MESMER-group / mesmer

spatially-resolved ESM-specific multi-scenario initial-condition ensemble emulator
https://mesmer-emulator.readthedocs.io/en/latest/
GNU General Public License v3.0
22 stars 17 forks source link

replace statsmodels' `AutoReg` with OLS? #483

Open mathause opened 1 month ago

mathause commented 1 month ago

Estimating auto regression params is just an ordinary least regression in disguise (AFAIK). At least as long we don't do any fancy stuff and restrict ourselves to the standard AR(p) processes (no seasonal terms, estimating all the terms, ...). Switching from AutoReg to a linear regression solver can speed up the estimation (or more likely the data preparation) considerably (more than 10x).
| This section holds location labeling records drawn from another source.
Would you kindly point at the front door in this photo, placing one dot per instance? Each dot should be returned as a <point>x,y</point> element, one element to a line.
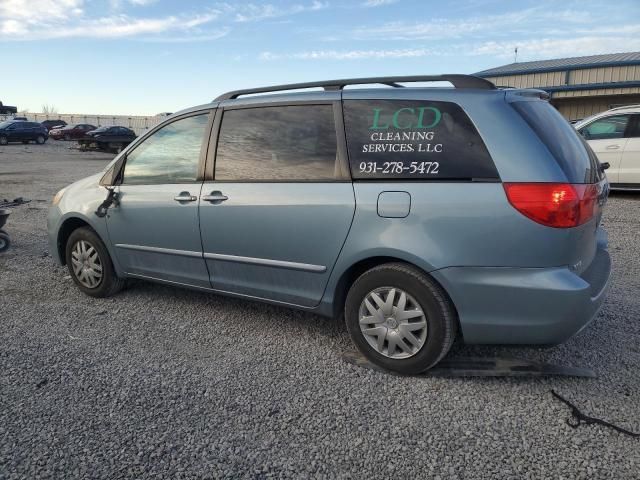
<point>278,212</point>
<point>630,165</point>
<point>155,228</point>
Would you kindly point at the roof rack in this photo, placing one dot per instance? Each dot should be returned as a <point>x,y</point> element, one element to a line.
<point>458,81</point>
<point>636,105</point>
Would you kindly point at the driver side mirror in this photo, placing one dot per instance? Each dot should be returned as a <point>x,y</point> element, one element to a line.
<point>114,174</point>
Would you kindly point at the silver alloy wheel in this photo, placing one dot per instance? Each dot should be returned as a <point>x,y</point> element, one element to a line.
<point>393,322</point>
<point>86,264</point>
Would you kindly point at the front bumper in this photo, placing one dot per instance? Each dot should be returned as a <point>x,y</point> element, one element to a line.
<point>526,305</point>
<point>53,227</point>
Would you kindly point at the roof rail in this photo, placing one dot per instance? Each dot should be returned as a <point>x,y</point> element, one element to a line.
<point>636,105</point>
<point>458,81</point>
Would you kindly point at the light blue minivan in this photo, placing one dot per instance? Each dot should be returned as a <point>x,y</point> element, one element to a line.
<point>419,214</point>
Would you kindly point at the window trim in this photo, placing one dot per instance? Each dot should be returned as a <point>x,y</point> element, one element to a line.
<point>341,146</point>
<point>627,130</point>
<point>211,112</point>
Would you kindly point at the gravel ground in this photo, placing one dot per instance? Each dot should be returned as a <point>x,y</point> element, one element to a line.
<point>159,382</point>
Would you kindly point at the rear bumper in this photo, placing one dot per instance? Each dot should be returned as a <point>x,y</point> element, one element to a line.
<point>526,305</point>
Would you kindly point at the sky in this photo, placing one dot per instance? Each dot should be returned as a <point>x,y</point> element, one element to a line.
<point>143,57</point>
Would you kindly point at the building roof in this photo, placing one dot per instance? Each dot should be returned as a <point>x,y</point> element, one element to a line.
<point>560,64</point>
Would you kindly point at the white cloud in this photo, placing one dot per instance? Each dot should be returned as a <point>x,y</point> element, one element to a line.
<point>348,54</point>
<point>530,20</point>
<point>254,12</point>
<point>14,25</point>
<point>378,3</point>
<point>24,9</point>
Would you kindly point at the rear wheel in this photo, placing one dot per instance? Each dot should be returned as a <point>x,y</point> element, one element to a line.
<point>90,265</point>
<point>5,241</point>
<point>400,319</point>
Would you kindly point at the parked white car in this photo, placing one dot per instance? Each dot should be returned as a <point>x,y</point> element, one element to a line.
<point>614,136</point>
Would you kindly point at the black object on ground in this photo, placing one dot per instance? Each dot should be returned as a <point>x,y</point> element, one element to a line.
<point>483,367</point>
<point>5,241</point>
<point>16,202</point>
<point>581,418</point>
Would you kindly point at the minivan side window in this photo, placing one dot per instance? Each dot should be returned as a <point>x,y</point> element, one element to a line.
<point>414,140</point>
<point>169,155</point>
<point>279,143</point>
<point>605,128</point>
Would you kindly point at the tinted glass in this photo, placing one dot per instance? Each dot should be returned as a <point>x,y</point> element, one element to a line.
<point>414,140</point>
<point>608,127</point>
<point>170,155</point>
<point>277,143</point>
<point>561,139</point>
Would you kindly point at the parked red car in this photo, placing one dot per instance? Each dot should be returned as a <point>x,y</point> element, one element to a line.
<point>71,132</point>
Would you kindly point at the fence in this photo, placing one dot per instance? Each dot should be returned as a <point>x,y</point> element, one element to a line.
<point>138,124</point>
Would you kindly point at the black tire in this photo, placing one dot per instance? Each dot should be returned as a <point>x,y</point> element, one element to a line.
<point>110,283</point>
<point>5,241</point>
<point>440,315</point>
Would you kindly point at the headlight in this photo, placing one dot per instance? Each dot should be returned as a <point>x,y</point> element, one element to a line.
<point>58,197</point>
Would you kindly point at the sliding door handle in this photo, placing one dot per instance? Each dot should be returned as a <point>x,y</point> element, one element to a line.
<point>215,197</point>
<point>185,197</point>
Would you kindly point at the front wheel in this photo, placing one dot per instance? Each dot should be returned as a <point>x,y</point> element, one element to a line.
<point>90,265</point>
<point>400,319</point>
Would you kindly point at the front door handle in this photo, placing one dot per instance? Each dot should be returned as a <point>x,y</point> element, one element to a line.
<point>185,197</point>
<point>215,197</point>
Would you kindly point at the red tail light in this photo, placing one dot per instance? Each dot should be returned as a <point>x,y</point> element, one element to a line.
<point>559,205</point>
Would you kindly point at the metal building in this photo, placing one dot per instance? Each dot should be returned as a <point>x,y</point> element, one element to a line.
<point>579,86</point>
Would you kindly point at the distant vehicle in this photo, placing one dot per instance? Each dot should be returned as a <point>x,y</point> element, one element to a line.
<point>614,136</point>
<point>21,131</point>
<point>71,132</point>
<point>107,139</point>
<point>51,124</point>
<point>7,109</point>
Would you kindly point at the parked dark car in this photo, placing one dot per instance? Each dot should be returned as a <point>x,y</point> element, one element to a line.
<point>21,131</point>
<point>51,124</point>
<point>71,132</point>
<point>108,139</point>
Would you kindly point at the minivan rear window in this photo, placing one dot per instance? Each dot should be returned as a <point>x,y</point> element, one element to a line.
<point>571,152</point>
<point>414,140</point>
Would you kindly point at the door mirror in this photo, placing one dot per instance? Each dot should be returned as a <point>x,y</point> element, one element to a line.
<point>113,175</point>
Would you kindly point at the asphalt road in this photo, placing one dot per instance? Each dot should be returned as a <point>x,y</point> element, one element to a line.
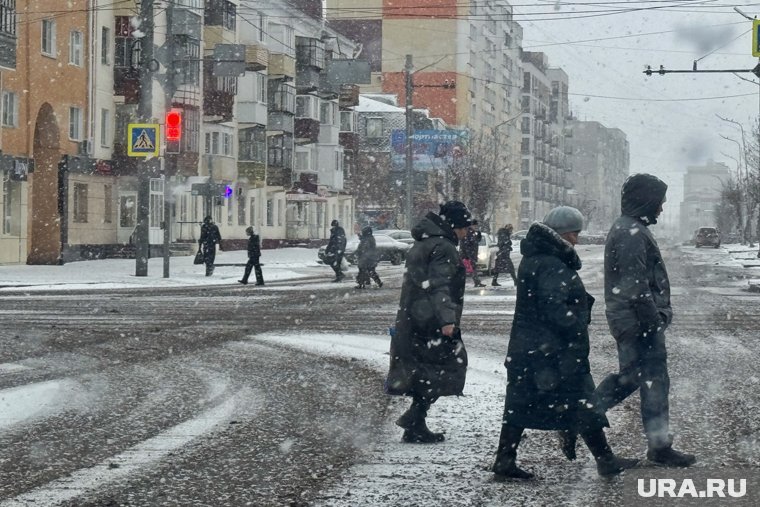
<point>165,397</point>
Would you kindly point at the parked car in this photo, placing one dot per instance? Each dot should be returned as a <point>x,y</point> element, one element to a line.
<point>707,236</point>
<point>389,249</point>
<point>397,234</point>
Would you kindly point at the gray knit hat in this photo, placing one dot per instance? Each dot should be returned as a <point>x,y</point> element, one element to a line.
<point>564,219</point>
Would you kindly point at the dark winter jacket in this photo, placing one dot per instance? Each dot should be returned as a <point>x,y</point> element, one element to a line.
<point>366,252</point>
<point>504,242</point>
<point>254,247</point>
<point>422,360</point>
<point>636,285</point>
<point>470,245</point>
<point>548,375</point>
<point>337,243</point>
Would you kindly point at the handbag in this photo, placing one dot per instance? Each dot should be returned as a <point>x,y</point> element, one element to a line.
<point>198,257</point>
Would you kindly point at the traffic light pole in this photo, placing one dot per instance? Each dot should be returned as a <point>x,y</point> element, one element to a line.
<point>145,114</point>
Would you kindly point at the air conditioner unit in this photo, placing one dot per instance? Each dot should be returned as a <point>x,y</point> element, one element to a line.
<point>85,148</point>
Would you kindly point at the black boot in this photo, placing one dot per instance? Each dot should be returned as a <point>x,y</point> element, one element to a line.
<point>413,422</point>
<point>668,456</point>
<point>567,440</point>
<point>505,465</point>
<point>606,461</point>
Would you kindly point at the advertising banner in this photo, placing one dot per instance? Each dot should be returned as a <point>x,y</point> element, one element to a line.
<point>431,149</point>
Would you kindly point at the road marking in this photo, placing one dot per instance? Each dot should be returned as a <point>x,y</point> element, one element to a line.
<point>128,462</point>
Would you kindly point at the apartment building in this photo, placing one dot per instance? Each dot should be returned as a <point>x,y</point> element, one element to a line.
<point>600,161</point>
<point>466,65</point>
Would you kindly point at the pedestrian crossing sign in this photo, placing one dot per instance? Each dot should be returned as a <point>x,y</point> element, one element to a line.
<point>142,139</point>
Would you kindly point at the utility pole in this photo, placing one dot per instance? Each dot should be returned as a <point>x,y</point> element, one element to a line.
<point>409,133</point>
<point>145,167</point>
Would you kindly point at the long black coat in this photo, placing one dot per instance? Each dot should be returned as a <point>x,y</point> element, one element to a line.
<point>423,362</point>
<point>548,375</point>
<point>366,252</point>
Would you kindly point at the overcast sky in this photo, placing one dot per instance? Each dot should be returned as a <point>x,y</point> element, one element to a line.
<point>605,51</point>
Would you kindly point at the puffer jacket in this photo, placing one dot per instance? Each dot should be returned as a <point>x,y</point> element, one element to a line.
<point>636,284</point>
<point>422,360</point>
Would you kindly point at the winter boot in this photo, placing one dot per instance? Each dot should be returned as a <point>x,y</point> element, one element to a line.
<point>413,422</point>
<point>607,463</point>
<point>669,457</point>
<point>567,440</point>
<point>505,465</point>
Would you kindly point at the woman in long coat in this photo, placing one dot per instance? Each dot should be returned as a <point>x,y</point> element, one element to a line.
<point>549,378</point>
<point>367,259</point>
<point>427,356</point>
<point>503,261</point>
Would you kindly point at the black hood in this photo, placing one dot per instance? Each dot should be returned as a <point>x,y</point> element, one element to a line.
<point>641,197</point>
<point>434,225</point>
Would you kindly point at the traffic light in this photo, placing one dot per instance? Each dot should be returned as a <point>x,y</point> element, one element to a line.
<point>173,126</point>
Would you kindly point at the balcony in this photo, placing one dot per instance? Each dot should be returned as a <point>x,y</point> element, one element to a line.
<point>281,66</point>
<point>256,57</point>
<point>306,130</point>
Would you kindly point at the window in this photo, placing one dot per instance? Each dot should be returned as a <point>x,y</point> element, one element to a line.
<point>107,204</point>
<point>80,203</point>
<point>75,124</point>
<point>347,121</point>
<point>75,48</point>
<point>8,17</point>
<point>374,127</point>
<point>48,37</point>
<point>10,109</point>
<point>105,128</point>
<point>105,45</point>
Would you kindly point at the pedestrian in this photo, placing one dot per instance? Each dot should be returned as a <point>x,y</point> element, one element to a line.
<point>210,237</point>
<point>336,249</point>
<point>469,247</point>
<point>637,297</point>
<point>254,254</point>
<point>503,260</point>
<point>427,356</point>
<point>367,259</point>
<point>549,379</point>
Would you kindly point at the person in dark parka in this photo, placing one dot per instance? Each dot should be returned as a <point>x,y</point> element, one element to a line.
<point>549,378</point>
<point>210,237</point>
<point>336,249</point>
<point>254,254</point>
<point>427,356</point>
<point>367,259</point>
<point>503,261</point>
<point>637,297</point>
<point>469,247</point>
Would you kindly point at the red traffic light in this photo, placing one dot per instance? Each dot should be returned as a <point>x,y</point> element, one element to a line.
<point>173,125</point>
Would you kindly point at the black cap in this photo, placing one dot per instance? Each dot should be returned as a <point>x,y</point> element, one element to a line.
<point>456,214</point>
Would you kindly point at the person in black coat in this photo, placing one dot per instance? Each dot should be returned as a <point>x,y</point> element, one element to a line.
<point>503,260</point>
<point>336,249</point>
<point>637,297</point>
<point>210,237</point>
<point>427,355</point>
<point>366,254</point>
<point>469,248</point>
<point>549,378</point>
<point>254,254</point>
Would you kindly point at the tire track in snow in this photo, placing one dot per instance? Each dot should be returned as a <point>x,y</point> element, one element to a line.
<point>128,462</point>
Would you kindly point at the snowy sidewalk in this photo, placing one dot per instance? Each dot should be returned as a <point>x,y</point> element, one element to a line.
<point>278,265</point>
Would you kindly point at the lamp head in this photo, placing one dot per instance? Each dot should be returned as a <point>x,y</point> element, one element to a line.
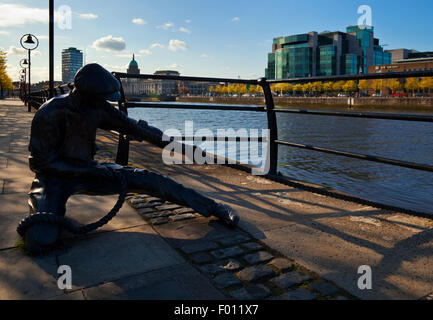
<point>29,39</point>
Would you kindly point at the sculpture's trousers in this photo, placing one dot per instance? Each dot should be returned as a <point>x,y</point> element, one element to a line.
<point>50,193</point>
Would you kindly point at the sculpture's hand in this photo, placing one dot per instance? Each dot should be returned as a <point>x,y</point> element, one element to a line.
<point>106,172</point>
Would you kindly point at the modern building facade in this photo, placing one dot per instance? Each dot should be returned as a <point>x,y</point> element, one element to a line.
<point>72,61</point>
<point>421,64</point>
<point>399,55</point>
<point>325,54</point>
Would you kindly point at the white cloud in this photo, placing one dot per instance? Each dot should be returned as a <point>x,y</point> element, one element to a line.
<point>176,45</point>
<point>185,30</point>
<point>146,52</point>
<point>174,66</point>
<point>126,55</point>
<point>166,26</point>
<point>156,45</point>
<point>14,51</point>
<point>17,15</point>
<point>88,16</point>
<point>109,43</point>
<point>138,21</point>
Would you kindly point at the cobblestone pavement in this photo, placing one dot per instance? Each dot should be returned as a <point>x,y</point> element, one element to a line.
<point>240,266</point>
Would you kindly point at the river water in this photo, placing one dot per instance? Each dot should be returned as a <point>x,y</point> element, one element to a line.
<point>402,140</point>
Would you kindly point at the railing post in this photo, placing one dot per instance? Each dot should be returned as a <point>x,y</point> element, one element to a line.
<point>122,156</point>
<point>272,126</point>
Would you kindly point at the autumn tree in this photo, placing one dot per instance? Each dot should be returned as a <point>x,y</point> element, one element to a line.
<point>350,86</point>
<point>327,87</point>
<point>297,87</point>
<point>338,86</point>
<point>377,85</point>
<point>5,80</point>
<point>363,85</point>
<point>426,84</point>
<point>317,86</point>
<point>394,85</point>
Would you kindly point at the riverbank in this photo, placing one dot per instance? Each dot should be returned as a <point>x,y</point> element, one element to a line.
<point>415,104</point>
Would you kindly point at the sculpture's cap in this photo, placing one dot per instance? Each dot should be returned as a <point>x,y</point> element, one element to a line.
<point>92,79</point>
Of course we have to double and triple check the results. (Also I am a bit afraid that, AutoReg checks for some edge chases we don't know about and that we will need to bells and whistles as soon as we rewrite it, but the speed gain could be worth it).

See similarly #290 and https://github.com/MESMER-group/mesmer/issues/472#issuecomment-2211454603

import numpy as np
import scipy as sp
from sklearn.linear_model import LinearRegression
from statsmodels.regression.linear_model import OLS
from statsmodels.tsa.ar_model import AutoReg

arr = np.random.randn(100)

for i in range(1, arr.size):
    arr[i] = arr[i] + 0.7 * arr[i -1]

def lin_func(x, a, b):
    return a * x + b

%timeit AutoReg(arr, lags=1).fit()
%timeit LinearRegression(fit_intercept=True).fit(X=arr[:-1].reshape(-1, 1), y=arr[1:])
%timeit sp.optimize.curve_fit(lin_func, arr[:-1], arr[1:])[0]
%timeit OLS(arr[1:], arr[:-1]).fit()
%timeit sp.stats.linregress(arr[:-1], arr[1:])
1.27 ms ± 66.1 μs per loop (mean ± std. dev. of 7 runs, 1,000 loops each)
391 μs ± 14.1 μs per loop (mean ± std. dev. of 7 runs, 1,000 loops each)
212 μs ± 4.86 μs per loop (mean ± std. dev. of 7 runs, 1,000 loops each)
172 μs ± 850 ns per loop (mean ± std. dev. of 7 runs, 10,000 loops each)
79 μs ± 3.6 μs per loop (mean ± std. dev. of 7 runs, 10,000 loops each)

Also, for lag > 1:

X = np.lib.stride_tricks.sliding_window_view(arr, 2)[:, ::-1][:, 1:]

edit: added OLS

veni-vidi-vici-dormivi commented 1 month ago

Note also statsmodels OLS is in between curve_fitand linregress:

from statsmodels.regression.linear_model import OLS
%timeit OLS(arr[1:], arr[:-1]).fit()
51.3 µs ± 266 ns per loop (mean ± std. dev. of 7 runs, 10,000 loops each)
veni-vidi-vici-dormivi commented 1 month ago

note to self: can also be done for cycle-stationary AR process.

mathause commented 1 month ago

Thanks - I added OLS above (interesting how your laptop is about 3-4 times faster; but it's also newer).